Gabriele Muselli  è riuscito a creare subito un legame col pubblico, che nella seconda manche si è fortificato. Nonostante l’insicurezza nell’esecuzione ha riproposto il suo inedito “Fade”, un brano particolarmente articolato che tratta la difficile tematica dei giovani, un testo profondo e con differenti chiavi di lettura. Le due giurie concordano nel dire che Gabriele ha grandi potenzialità ma l’emotività risulta un grosso ostacolo. Sarà la cover dei Twenty One Pilots ",We don't believe what's on tv", a farli ricredere.

Davide Brienza è un misto di gioventù e maturità artistica poco comune a19 anni, si è trasferito da poco a Nolo dalla Basilicata proprio per seguire la sua grande passione, la musica. Nonostante il titolo che pare far pensare ad un’accezione completamente negativa, “Il mare di solitudine”, si rivela un testo molto profondo, che tratta dei rapporti umani e di come sia spesso complicato il relazionarsi li uni agli altri, come se in mezzo vi fosse un “mare”. La sua interpretazione di "Atlantic City" di Springsteen ha emozionato tutti, peccato sia fuori dal podio.

"Ottobre" è l’inedito di Marte, un brano con un sound semplice ed orecchiabile ed un testo ironico e impossibile da dimenticare. Marte ha preso spunto dalla realtà per scrivere di come sia allergica “al mondo” , ogni mese una allergia diversa, tranne ad ottobre, dove finalmente può tornare respirare. La sua cover di Gaber, "Lo shampoo" è stata perfetta.

Rovyna Riot con la sua “E invece no, fatemi un TSO” , e la sua simpatia è riuscita subito a farsi amare da tutti. Un brano nato nell’intimità del proprio bagno che ha raggiunto il vertice di un contest canoro. Sicuramente la canzone più orecchiabile fra tutte. La cover prescelta è stata “T’appartengo" di Ambra , ciliegina sulla torta di questa magica serata alla Rovereto House. L’artista più eccentrica, egocentrica, divertente e variopinta si è aggiudicata la prima edizione del festival di SanNolo.

Non sono mancati nemmeno questa volta gli interventi comici, la divertentissima Rita Peluso che ha impersonato una prostituta brasiliana, risate ma anche un messaggio importante legato alle difficoltà e le gravi problematiche dell’esercitare la professione più antica del mondo senza alcuna tutela.
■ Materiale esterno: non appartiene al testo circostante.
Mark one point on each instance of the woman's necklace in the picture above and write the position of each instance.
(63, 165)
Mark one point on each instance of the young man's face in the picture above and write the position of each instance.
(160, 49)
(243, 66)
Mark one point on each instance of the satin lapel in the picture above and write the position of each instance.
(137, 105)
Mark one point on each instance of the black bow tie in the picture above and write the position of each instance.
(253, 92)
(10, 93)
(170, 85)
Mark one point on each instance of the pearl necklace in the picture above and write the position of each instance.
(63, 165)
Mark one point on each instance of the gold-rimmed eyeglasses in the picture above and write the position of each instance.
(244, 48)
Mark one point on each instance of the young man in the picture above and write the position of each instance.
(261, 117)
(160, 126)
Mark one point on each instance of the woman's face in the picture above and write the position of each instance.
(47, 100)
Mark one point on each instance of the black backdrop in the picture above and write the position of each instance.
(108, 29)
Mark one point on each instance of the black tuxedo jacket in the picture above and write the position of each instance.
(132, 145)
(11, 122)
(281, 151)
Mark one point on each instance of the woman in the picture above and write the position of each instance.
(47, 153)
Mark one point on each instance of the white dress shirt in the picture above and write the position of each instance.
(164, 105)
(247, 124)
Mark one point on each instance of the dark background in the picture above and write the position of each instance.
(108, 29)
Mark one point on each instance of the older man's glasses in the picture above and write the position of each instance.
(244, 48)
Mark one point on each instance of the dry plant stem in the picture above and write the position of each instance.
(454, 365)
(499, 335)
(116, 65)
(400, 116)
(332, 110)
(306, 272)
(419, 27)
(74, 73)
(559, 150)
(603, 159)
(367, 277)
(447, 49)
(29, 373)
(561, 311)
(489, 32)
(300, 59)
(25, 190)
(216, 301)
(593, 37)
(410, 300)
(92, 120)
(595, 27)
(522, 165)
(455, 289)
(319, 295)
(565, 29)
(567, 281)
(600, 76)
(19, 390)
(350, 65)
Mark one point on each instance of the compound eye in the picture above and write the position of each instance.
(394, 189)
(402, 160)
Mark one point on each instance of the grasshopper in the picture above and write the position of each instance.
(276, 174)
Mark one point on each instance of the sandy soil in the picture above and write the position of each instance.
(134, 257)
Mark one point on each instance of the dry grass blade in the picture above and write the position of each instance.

Esilarante l’imitazione di Giuliano Sangiorgi dei Negramaro fatta da Gigi Rock . Maurizio Porcu e Rafael Didoni sono una certezza, risate di conferma si levano dal pubblico, Qualche incertezza su Sarah Carla Frasca, a differenza della prima serata in cui aveva divertito e convinto, ha osato troppo indirizzando la sua ironia pungente verso la drag beniamina del pubblico. Bellissima Ileana Indolfi nelle vesti di valletta e Carmelo Catalano che ha ammaliato le donzelle nel pubblico, e non solo.

SanNolo è stata un successo clamoroso, con oltre 55 demo arrivate sui tavoli di chi ha dovuto selezionare i 12 artisti, uno spettacolo che ha raggiunto i 500 spettatori, grazie allo streminag presso alcuni locali del quartiere. Si conferma la possibilità di creare qualcosa di importante se si ha il riscontro delle persone, NoLo è il fiore all’occhiello della zona due di Milano. Ci auguriamo possano essercene altre edizioni e che si abbia sempre più attenzione verso un quartiere spesso troppo bistrattato dai media nazionali. E allora evviva SanNolo, evviva Nolo, Evviva la nostra zona, e soprattutto evviva Milano.